Things change if you are able to pipeline a lot of useful computation on the GPU. This is an area of active research (including my own). Aaron Hsu has been doing groundbreaking work implementing an entire compiler on the GPU, and there's more recent work[1], implemented in Futhark, that suggests that that this approach is promising.

I have a paper in the pipeline that includes an extraordinarily high performance (~12G elements/s) GPU implementation of the parentheses matching problem, which is the heart of parsing. If anyone would like to review a draft and provide comments, please add a comment to the GitHub issue[2] I'm using to track this. It's due very soon and I'm on a tight timeline to get all the measurements done, so actionable suggestions on how to improve the text would be most welcome.

[1]: https://theses.liacs.nl/pdf/2020-2021-VoetterRobin.pdf

[2]: https://github.com/raphlinus/raphlinus.github.io/issues/66#i...

2 comments

> To give round numbers, the roundtrip latency is on the order of 100µs

I can't help but notice that, at least in my experience on Windows, this is the same order of magnitude as for inter-process communication on the local machine. Tangent: That latency was my nemesis as a Windows screen reader developer; the platform accessibility APIs weren't well designed to take it into account. Windows 11 finally has a good solution for this problem (yes, I helped implement that while I was at Microsoft).

I wonder if this applies to the same extent for an on-package GPU which shares the same physical memory as the CPU. I'd expect round trip times in that case to be minimal and the available processing power would probably be competitive with AVX512. I have been wondering if this is the reason for deprecating AVX512 on consumer processors - these are likely to have a GPU available.
Good question! There are two separate issues with putting the GPU in the same package as the CPU. One is the memcpy bandwidth issue, which is indeed entirely mitigated (assuming the app is smart enough to exploit this). But the round trip times seem more related to context switches. I have an M1 Max here, and just found ~200µs for a very simple dispatch (just clearing 16k of memory).

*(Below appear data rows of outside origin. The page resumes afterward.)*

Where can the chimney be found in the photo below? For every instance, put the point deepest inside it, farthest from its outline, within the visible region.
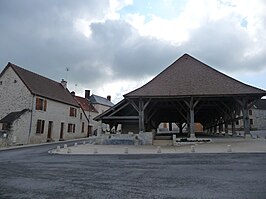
(87, 94)
(64, 83)
(73, 93)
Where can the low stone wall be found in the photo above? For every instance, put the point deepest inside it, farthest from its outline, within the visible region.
(143, 138)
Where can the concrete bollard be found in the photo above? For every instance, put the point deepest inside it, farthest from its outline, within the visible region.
(126, 150)
(192, 149)
(58, 149)
(159, 150)
(229, 148)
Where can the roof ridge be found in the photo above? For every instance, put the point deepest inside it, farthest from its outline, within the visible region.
(188, 76)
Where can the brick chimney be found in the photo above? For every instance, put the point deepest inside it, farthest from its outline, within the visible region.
(64, 83)
(87, 94)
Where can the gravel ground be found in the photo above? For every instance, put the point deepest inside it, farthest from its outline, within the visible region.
(33, 173)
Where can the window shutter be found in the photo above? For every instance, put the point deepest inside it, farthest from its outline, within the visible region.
(45, 105)
(43, 126)
(37, 103)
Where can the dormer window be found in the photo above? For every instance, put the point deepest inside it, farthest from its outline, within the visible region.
(41, 104)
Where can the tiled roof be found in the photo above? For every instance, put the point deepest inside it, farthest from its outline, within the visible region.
(43, 86)
(95, 99)
(188, 76)
(260, 104)
(85, 104)
(11, 117)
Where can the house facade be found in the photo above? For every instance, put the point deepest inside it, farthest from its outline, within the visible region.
(36, 109)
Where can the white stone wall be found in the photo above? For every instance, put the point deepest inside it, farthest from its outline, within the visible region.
(100, 108)
(14, 96)
(19, 133)
(57, 113)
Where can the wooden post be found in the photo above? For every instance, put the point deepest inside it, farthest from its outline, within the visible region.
(170, 126)
(141, 115)
(244, 107)
(192, 123)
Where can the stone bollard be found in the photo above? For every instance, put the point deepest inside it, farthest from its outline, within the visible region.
(229, 148)
(192, 149)
(58, 149)
(95, 150)
(159, 150)
(126, 150)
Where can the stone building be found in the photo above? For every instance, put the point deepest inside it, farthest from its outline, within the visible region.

I personally believe it may be possible to reduce latency using techniques similar to io_uring, but it may not be simple. Likely a major reason for the roundtrips is so that a trusted process (part of the GPU driver) can validate inputs from untrusted user code before it's presented to the GPU hardware.

Yes I think you are right about driver overhead, although there should be ways to amortize that it probably doesn't work very well for latency sensitive problems! I expect that in most cases if you have enough work to do to make using AVX512 worthwhile you can afford the round-trip.
It's been a while, but IIRC the integrated GPUs are only L3-cache coherent. So while that greatly improves the memcpy problem, anything that would have fit in L1 and does a bunch of math may still be a better fit for AVX2 or AVX-512.